I Didn’t Pick My Friends Wisely
I had terrible friends. I had some good friends who have carried over to my thirties, but a lot of them were awful. In my twenties I picked my friends based on who was cool to hang with or based on what social circle I was in.
I have learned that a real friend will be there no matter what twists and turns your life takes. I had friends that were mainly for going to the club. They were nice people, but as soon as I decided to stop going to the club their interest in being my friend wavered. In the same way, I had church friends who would be my friend in church but as soon as I question this or that it wasn’t ok to publically be my friend anymore.
Be mindful of people who only want to be your friend when it’s convenient for their habits or social life. Ask yourself if that person is there when you really need them. If they are only their for the look of it.

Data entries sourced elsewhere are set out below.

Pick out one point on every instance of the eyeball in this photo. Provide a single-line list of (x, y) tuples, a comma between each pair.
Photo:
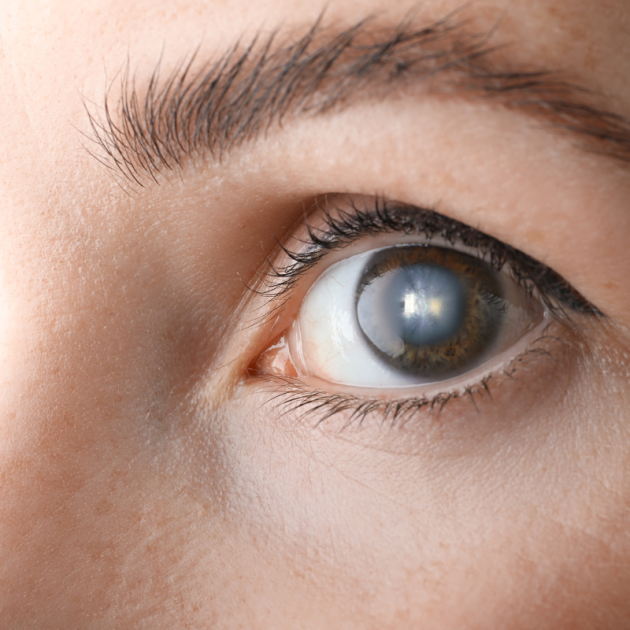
[(408, 315)]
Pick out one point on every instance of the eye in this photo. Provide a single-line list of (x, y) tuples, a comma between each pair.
[(409, 315), (422, 310)]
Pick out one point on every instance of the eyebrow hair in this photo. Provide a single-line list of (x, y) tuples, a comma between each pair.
[(207, 111)]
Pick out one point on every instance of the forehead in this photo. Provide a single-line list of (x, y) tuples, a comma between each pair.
[(55, 54)]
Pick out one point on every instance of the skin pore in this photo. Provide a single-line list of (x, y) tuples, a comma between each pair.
[(153, 475)]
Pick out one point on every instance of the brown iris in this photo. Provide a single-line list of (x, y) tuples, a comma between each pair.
[(430, 311)]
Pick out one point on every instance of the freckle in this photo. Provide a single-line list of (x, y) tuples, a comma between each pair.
[(535, 236)]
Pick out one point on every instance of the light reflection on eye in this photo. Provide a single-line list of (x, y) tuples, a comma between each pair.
[(408, 315)]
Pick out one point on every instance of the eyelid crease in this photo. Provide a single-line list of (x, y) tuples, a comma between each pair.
[(203, 110), (344, 226)]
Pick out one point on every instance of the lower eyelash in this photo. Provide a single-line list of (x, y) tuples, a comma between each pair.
[(295, 396)]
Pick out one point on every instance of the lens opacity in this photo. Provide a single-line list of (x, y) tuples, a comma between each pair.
[(429, 311)]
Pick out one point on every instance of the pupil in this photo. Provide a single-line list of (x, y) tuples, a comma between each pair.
[(426, 304), (429, 311)]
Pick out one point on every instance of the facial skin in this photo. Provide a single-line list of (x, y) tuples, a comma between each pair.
[(147, 481)]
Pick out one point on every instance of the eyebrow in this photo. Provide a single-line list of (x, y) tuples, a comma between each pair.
[(200, 112)]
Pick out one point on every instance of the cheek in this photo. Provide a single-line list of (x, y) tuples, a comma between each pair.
[(522, 527)]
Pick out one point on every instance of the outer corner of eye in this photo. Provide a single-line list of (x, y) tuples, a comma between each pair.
[(401, 317)]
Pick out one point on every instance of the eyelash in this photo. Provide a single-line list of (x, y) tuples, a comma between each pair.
[(344, 226)]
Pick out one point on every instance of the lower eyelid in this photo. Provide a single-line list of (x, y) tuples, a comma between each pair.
[(539, 374), (538, 377), (494, 388)]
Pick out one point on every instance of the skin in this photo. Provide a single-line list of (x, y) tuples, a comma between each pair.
[(144, 482)]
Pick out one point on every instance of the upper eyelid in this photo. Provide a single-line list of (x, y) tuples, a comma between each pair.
[(206, 112), (343, 226)]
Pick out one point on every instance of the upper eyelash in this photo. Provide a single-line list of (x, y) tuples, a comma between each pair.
[(344, 226)]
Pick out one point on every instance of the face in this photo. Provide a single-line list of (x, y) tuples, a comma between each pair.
[(315, 315)]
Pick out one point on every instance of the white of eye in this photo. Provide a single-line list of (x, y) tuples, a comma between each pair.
[(326, 340)]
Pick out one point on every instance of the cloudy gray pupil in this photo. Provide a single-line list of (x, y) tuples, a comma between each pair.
[(426, 304)]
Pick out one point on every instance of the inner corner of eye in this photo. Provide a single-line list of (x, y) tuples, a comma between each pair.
[(403, 316), (275, 361)]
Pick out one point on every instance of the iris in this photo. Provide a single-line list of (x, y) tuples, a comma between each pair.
[(430, 311)]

I Didn’t Pick A Career Based On Passion
The pressure to know what you want to be at 18 years old is very real. When you don’t know what you want to be, you may feel pressure to do something simply because it will make you a good living. Truth is in order to enjoy your life you need to enjoy your work. You spend the majority of time at work. You see your coworkers more than family most times. Make sure that you are in an environment that you want to be in. Live a life where you don’t have to hate waking up in the morning.
I didn’t know what I wanted to do until I was thirty, and when I figured it out I realized that it would take me a long time and a lot of work to get there. I wish I would have taken my twenties to be more introspective and to really focus on what I wanted and not what I thought was probable .
The moral of the story is evolution is ongoing. At 32 I’m not the same as I was at 22, and I’m very proud of that. We will never be perfect and we will never know it all, but as long as we are making progress that’s what counts.